Abstract

Endovascular (EV) techniques are being advocated as the preferred method for mesenteric interventions because of their safety profile. However, midterm and long-term results are thought to be inferior to open interventions. We sought to compare our institutional experience with treatment of acute and chronic mesenteric ischemia (AMI and CMI, respectively) using EV and open techniques.
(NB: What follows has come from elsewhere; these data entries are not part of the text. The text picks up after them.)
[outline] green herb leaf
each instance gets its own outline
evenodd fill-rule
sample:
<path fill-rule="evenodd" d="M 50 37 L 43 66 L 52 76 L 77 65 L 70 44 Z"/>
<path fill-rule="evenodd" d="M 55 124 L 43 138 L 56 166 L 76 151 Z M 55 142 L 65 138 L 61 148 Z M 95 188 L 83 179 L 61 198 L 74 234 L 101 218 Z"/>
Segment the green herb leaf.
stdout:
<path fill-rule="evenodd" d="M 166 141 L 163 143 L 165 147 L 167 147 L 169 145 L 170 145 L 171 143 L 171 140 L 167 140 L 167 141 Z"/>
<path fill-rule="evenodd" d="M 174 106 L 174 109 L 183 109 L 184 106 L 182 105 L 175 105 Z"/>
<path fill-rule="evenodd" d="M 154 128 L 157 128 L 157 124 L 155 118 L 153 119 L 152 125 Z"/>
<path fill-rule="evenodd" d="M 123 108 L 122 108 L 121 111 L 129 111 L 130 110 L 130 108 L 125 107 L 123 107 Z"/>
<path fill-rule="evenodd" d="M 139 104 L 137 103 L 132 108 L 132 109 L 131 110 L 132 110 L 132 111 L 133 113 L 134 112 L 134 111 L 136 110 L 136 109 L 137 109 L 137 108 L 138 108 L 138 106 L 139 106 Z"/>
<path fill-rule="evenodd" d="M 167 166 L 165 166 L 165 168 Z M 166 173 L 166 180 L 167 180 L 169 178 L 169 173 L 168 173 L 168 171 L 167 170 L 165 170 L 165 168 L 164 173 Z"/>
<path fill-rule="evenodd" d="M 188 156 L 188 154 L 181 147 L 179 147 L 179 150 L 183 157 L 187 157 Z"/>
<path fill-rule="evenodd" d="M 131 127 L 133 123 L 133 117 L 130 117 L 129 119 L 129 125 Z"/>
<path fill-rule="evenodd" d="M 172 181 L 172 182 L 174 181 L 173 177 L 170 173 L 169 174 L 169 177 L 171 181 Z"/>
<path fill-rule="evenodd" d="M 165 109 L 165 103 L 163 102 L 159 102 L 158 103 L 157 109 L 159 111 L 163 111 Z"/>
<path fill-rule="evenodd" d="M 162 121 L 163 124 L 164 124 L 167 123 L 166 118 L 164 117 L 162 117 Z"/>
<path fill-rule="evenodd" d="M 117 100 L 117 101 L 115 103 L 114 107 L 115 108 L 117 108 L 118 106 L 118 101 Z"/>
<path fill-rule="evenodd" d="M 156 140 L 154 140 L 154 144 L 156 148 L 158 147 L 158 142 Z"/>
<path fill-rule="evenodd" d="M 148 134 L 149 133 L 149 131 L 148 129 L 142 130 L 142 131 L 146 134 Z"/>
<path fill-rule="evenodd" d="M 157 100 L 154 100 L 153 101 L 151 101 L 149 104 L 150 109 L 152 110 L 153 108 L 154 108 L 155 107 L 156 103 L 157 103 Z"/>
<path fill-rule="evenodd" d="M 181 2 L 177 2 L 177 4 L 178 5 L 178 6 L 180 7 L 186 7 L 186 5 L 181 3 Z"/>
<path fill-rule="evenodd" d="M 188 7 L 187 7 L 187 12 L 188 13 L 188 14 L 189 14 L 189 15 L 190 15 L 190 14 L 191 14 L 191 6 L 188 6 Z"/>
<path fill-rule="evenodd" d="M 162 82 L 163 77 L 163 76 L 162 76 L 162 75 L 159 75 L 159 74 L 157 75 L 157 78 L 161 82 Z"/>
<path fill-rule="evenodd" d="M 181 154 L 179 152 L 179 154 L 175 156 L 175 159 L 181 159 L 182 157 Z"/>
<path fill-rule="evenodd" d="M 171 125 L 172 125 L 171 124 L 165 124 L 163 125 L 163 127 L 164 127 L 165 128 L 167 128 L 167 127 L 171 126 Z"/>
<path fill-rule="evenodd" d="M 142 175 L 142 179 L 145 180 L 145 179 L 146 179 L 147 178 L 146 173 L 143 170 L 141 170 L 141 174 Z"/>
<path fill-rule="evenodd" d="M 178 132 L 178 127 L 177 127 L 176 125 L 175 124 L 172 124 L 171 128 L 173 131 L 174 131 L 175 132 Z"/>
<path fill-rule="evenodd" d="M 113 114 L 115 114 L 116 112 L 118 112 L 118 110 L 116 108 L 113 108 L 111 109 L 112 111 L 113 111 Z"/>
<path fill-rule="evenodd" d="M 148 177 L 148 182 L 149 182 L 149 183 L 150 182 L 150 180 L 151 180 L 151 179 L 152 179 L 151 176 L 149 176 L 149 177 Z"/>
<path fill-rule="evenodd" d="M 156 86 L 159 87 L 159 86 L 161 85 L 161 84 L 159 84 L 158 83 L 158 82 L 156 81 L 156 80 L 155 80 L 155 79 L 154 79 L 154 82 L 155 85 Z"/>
The medical records of open and EV mesenteric procedures performed at a single center were queried from 2002 to 2012. Demographic, perioperative, and follow-up data were extracted and analyzed. Thirty-eight patients underwent EV mesenteric interventions, whereas 77 patients underwent open revascularization. The demographic and perioperative characteristics for patients were similar. Most EV procedures (89.2%) comprised stenting, whereas open procedures included 25 (32.1%) antegrade bypasses, 38 (48.7%) retrograde bypasses, 8 (10.3%) thromboembolectomies, and 7 (9%) transaortic endarterectomies. Postoperative complications, overall 30-day morbidity and mortality were not significantly different in the open and EV groups for AMI or CMI. Thirty-day mortality in AMI (n = 34) was 38.2% (EV: 45.5% vs. open: 34.8%; P = nonsignificant). There was no mortality in either group for CMI patients. Mean follow-up was much longer for the open procedures (34.9 vs. 12.7 months, P = 0.004). Primary and secondary patency rates were better for open revascularization for CMI patients. Open revascularizations are equally safe as EV interventions for AMI and CMI. Patency of open revascularization for CMI is better than EV procedures at midterm follow-up.